To make the fledgling Indian aviation sector viable, global body of airlines, International Air Transport Association (IATA) today asked the government to reduce a variety of taxes and charges, some of which, it said, violated international obligations.
Warning that the global crisis in aviation was "deepening", the IATA said India was "one of the epicenters with potential losses of $1.5 billion this year.... The most urgent (measure) is to address taxation, which is crippling the industry."
However, IATA Director General and CEO Giovanni Bisignani welcomed the scrapping of 5 per cent customs duty on jet fuel and passage of the legislation to set up the Airport Economic Regulatory Authority (AERA) by Parliament.
"AERA has an important role to play. Now that Parliament has approved (the bill), there is no time to waste in quickly setting up and staffing the agency," he said in a statement released here.
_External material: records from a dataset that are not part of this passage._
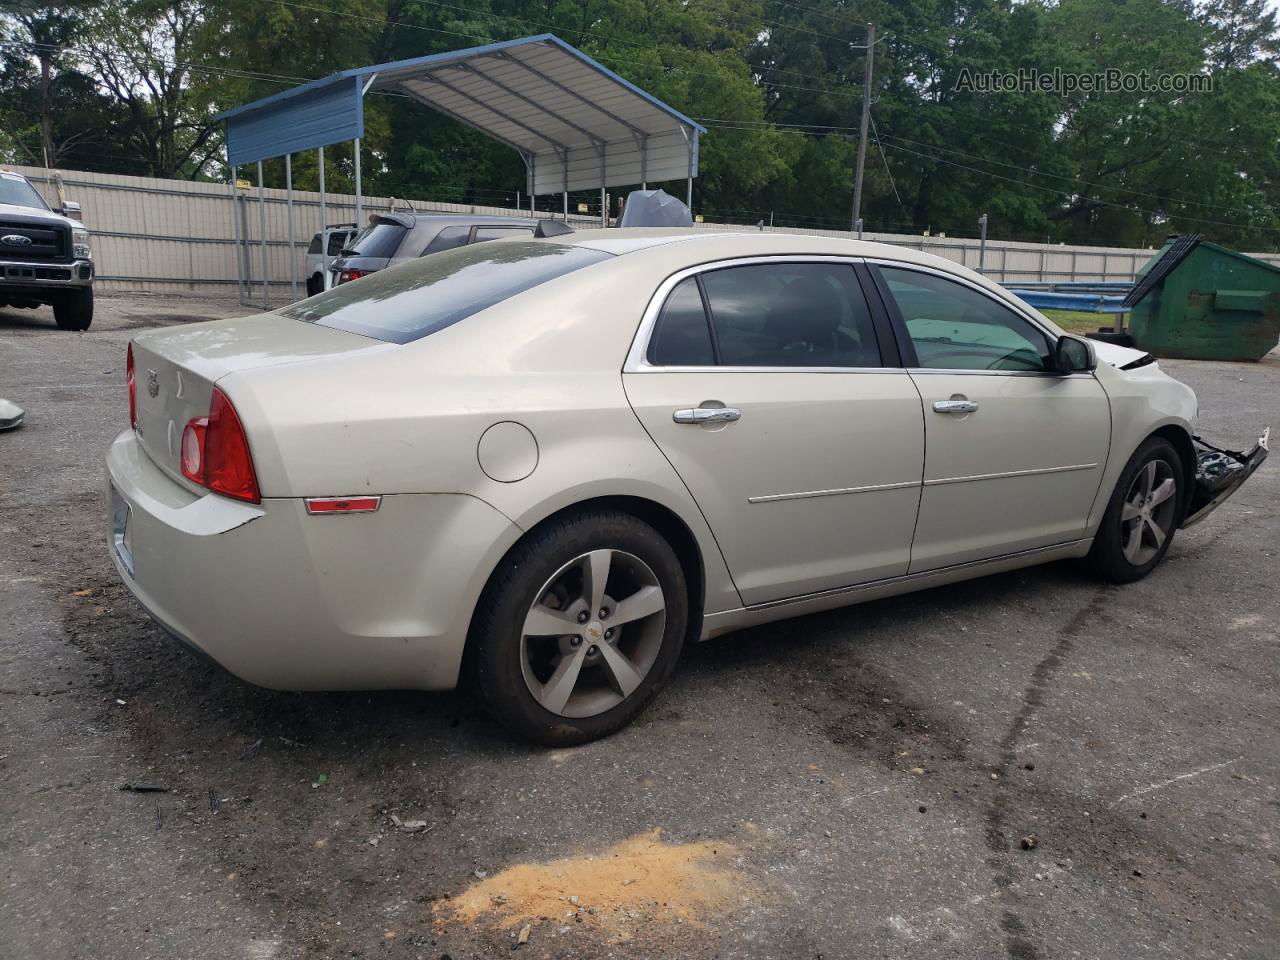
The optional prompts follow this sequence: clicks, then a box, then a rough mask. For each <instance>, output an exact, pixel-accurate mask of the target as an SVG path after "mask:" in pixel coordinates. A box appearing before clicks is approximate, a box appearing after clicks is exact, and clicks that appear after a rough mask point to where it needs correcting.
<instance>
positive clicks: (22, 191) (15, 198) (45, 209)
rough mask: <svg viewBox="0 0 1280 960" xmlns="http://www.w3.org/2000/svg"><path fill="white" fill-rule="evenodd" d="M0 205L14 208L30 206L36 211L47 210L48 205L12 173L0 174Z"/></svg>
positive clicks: (40, 196)
mask: <svg viewBox="0 0 1280 960" xmlns="http://www.w3.org/2000/svg"><path fill="white" fill-rule="evenodd" d="M0 204H13V205H14V206H31V207H35V209H36V210H47V209H49V204H46V202H45V198H44V197H42V196H40V193H38V192H37V191H36V188H35V187H32V186H31V184H29V183H27V180H26V179H24V178H22V177H18V175H17V174H13V173H0Z"/></svg>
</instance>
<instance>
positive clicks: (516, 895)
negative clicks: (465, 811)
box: [434, 829, 748, 940]
mask: <svg viewBox="0 0 1280 960" xmlns="http://www.w3.org/2000/svg"><path fill="white" fill-rule="evenodd" d="M735 854H736V851H735V849H733V847H732V846H730V845H728V844H721V842H714V841H712V842H701V844H666V842H663V840H662V831H660V829H654V831H650V832H648V833H640V835H637V836H634V837H631V838H628V840H623V841H622V842H621V844H617V845H614V846H612V847H609V849H608V850H605V851H603V852H600V854H596V855H591V856H568V858H564V859H562V860H552V861H550V863H544V864H517V865H515V867H509V868H507V869H506V870H503V872H502V873H498V874H494V876H493V877H488V878H485V879H483V881H480V882H479V883H476V884H474V886H472V887H470V888H468V890H467V891H466V892H463V893H461V895H460V896H456V897H453V899H452V900H445V901H439V902H436V904H435V906H434V913H435V918H436V922H438V923H439V922H443V920H447V919H452V920H456V922H462V923H466V924H472V923H476V922H477V920H481V919H485V920H488V922H489V923H493V924H494V925H497V927H499V928H504V929H508V928H515V927H517V925H524V924H538V923H553V924H558V925H562V927H563V925H567V924H575V925H576V924H585V925H590V927H594V928H596V929H600V931H603V932H605V933H608V934H611V936H612V937H614V938H617V940H627V938H628V937H630V936H631V932H632V931H634V929H635V928H636V927H637V925H639V924H641V923H653V922H659V923H662V922H666V923H690V924H699V923H700V922H701V919H703V918H705V916H707V914H708V913H710V911H713V910H717V909H723V908H727V906H730V905H731V904H732V902H735V901H736V900H739V899H741V897H742V896H744V895H745V893H746V892H748V886H746V883H745V881H744V878H742V877H741V876H740V874H739V872H737V870H735V869H733V868H732V865H731V860H732V858H733V856H735Z"/></svg>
Maintaining that AERA was a step in the right direction but was "only part of the solution", Bisignani said in order to help reverse the state of Indian air transport sector, "We need a comprehensive policy approach in addition to establishing AERA."
Stressing the urgent need for "reasonable" taxation in India, he said the service tax on premium class tickets, air navigation charges, landing and parking charges were "contrary to the International Civil Aviation Organisation's resolution calling for a reduction of taxes. Taxing overflight charges also breaches India's international obligations".